| 要旨トップ | 目次 | 日本生態学会第71回全国大会 (2024年3月、横浜) 講演要旨
ESJ71 Abstract


一般講演(ポスター発表) P2-139  (Poster presentation)

地上部・地下部呼吸の成長に伴うシフト –樹木にみられる統一性–
Generality of scaling in shoot and root respiration across woody plants

*黒澤陽子(山形大学), 森茂太(山形大学), 山路恵子(筑波大学), 小山耕平(北海道教育大学), 西園朋広(森林総研), 春間俊克(森林総研), 土山紘平(産総研)
*Yoko KUROSAWA(Yamagata Univ.), Shigeta MORI(Yamagata Univ.), Keiko YAMAJI(Univ. of Tsukuba), Kohei KOYAMA(Hokkaido Univ. of Education), Tomohiro NISHIZONO(FFPRI), Toshikatsu HARUMA(FFPRI), Kohei DOYAMA(AIST)

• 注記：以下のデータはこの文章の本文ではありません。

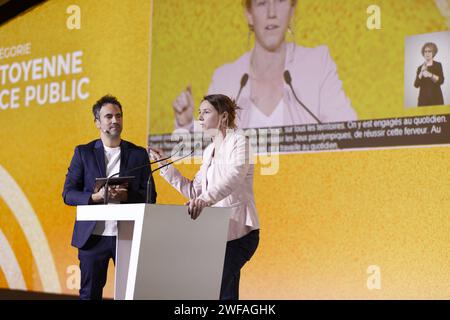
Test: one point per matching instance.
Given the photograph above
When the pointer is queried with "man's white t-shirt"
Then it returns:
(112, 162)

 芽生え~成木の成長を制御する地上部と地下部へのエネルギー配分機構の解明は生態学の中心的課題である。従来、この配分機構は、環境・系統間差に着目して議論されることが多いが、配分はサイズによっても制御される。しかし、芽生え~成木の根系・地上部全体の呼吸を実測した研究は殆ど無く、地上部・地下部呼吸の環境・系統とサイズによる配分制御の兼ね合いは未解明である。
 そこで、芽生え~大木用の様々なサイズの密閉装置(Mori et al. PNAS, 2010, Kurosawa et al. Ann. Bot. 2023)を使用してシベリア~熱帯の多様な環境・系統の樹木97種(落葉樹31種、常緑樹66種)約1300個体の地上部・地下部全体の呼吸を実測し、個体重量との関係の非線形回帰分析を行った。
 多様な系統の97種を含む芽生え~成木の地上部・地下部呼吸と個体重量の関係の分析の結果、両対数軸上で「地上部は上に凸型、地下部は下に凸型」の非線形が最適モデルとして選択された。これは、成長初期に根系へのエネルギー配分を高めて水獲得を優先し、成木になるにつれ地上部への配分を高めて徐々に炭素獲得型へと移行することを示している。さらに、以上の傾向の落葉-常緑間差は小さく、地上部・地下部への配分は系統・環境を超えてサイズで制御されることが示された。
 本研究では、様々な健全性の個体で構成された天然林、人工林や圃場での網羅的なサンプリングの結果、樹冠ギャップ形成による枯死寸前~再生過程で個体呼吸が上昇することを確認した。芽生え~成木の地上部・地下部呼吸スケーリングの系統・環境を超えた統一性は、この個体呼吸の低下と上昇の繰り返しが系統・環境間差を吸収することで生じたと考えられる。本結果は、陸上生態系の物質循環・生産の統一的制御メカニズムへの理解を深める新たな基盤となる。